All three went down to the drawing-room together. There, were gathered the three girls and Dartie; had Irene been present, the family circle would have been complete.
James sank into his armchair, and except for a word of cold greeting to Dartie, whom he both despised and dreaded, as a man likely to be always in want of money, he said nothing till dinner was announced. Soames, too, was silent; Emily alone, a woman of cool courage, maintained a conversation with Winifred on trivial subjects. She was never more composed in her manner and conversation than that evening.
A decision having been come to not to speak of Irene's flight, no view was expressed by any other member of the family as to the right course to be pursued; there can be little doubt, from the general tone adopted in relation to events as they afterwards turned out, that James's advice: "Don't you listen to her, follow her and get her back!" would, with here and there an exception, have been regarded as sound, not only in Park Lane, but amongst the Nicholases, the Rogers, and at Timothy's.
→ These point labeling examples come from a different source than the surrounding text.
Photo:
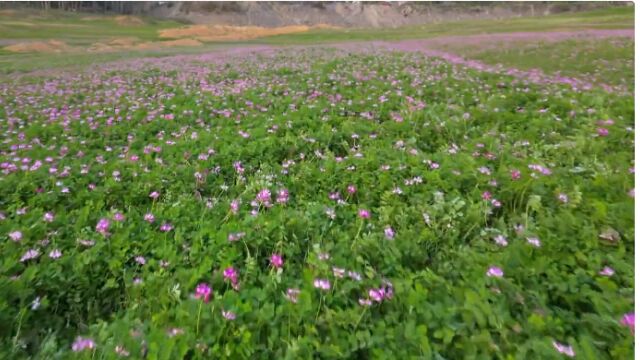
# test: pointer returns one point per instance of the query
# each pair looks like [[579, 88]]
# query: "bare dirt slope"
[[353, 13]]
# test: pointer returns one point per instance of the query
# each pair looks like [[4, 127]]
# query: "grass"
[[77, 29], [612, 18], [600, 60]]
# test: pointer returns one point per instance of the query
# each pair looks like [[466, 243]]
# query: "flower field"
[[314, 203]]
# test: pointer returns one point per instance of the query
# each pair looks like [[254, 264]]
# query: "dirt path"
[[428, 47]]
Just as it would surely have been endorsed by that wider body of Forsytes all over London, who were merely excluded from judgment by ignorance of the story.
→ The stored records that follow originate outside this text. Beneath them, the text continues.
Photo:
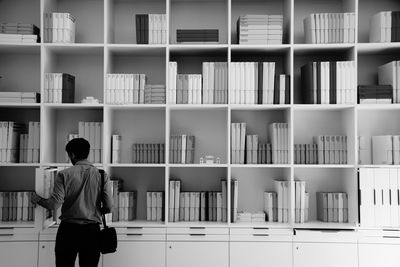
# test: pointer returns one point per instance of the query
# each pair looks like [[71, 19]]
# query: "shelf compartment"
[[89, 15], [212, 14], [85, 63], [329, 180], [304, 8], [121, 26], [144, 126], [141, 180], [58, 122], [209, 128]]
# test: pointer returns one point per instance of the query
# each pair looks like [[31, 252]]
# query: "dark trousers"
[[77, 239]]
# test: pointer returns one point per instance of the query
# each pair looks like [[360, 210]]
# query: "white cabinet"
[[260, 254], [197, 254]]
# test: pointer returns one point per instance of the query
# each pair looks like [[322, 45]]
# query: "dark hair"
[[79, 147]]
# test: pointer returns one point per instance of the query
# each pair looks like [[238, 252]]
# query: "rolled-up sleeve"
[[57, 196], [107, 200]]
In spite then of Emily's efforts, the dinner was served by Warmson and the footman almost in silence. Dartie was sulky, and drank all he could get; the girls seldom talked to each other at any time. James asked once where June was, and what she was doing with herself in these days.
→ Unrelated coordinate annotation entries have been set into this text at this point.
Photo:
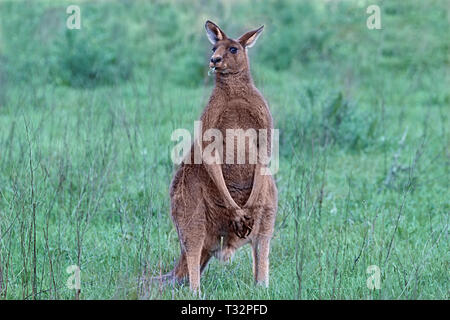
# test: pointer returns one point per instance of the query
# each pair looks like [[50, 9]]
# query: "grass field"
[[86, 118]]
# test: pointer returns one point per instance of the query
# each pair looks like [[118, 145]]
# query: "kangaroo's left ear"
[[248, 39], [213, 32]]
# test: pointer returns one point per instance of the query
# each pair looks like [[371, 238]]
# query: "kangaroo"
[[218, 207]]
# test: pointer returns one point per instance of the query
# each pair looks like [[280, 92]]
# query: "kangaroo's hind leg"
[[190, 221], [261, 241]]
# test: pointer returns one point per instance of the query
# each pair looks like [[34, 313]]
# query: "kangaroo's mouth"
[[216, 69]]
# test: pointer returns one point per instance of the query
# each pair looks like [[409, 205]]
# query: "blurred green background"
[[85, 123]]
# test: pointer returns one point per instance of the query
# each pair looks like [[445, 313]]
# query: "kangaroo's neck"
[[234, 84]]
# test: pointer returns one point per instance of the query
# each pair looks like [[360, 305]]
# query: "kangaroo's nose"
[[216, 59]]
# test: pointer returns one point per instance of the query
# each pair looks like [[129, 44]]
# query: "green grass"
[[85, 159]]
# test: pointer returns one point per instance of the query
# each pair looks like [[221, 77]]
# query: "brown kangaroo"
[[218, 207]]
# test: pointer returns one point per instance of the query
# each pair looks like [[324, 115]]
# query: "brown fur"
[[217, 208]]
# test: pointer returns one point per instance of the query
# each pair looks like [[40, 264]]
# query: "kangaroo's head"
[[229, 55]]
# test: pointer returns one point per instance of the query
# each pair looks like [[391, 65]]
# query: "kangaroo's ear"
[[213, 32], [248, 40]]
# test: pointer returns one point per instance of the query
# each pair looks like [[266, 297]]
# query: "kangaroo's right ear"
[[213, 32]]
No one could tell him. He sank back into gloom. Only when Winifred recounted how little Publius had given his bad penny to a beggar, did he brighten up.
"Ah!" he said, "that's a clever little chap. I don't know what'll become of him, if he goes on like this. An intelligent little chap, I call him!" But it was only a flash.
The courses succeeded one another solemnly, under the electric light, which glared down onto the table, but barely reached the princ.i.p.al ornament of the walls, a so-called 'Sea Piece by Turner,' almost entirely composed of cordage and drowning men.
Champagne was handed, and then a bottle of James' prehistoric port, but as by the chill hand of some skeleton.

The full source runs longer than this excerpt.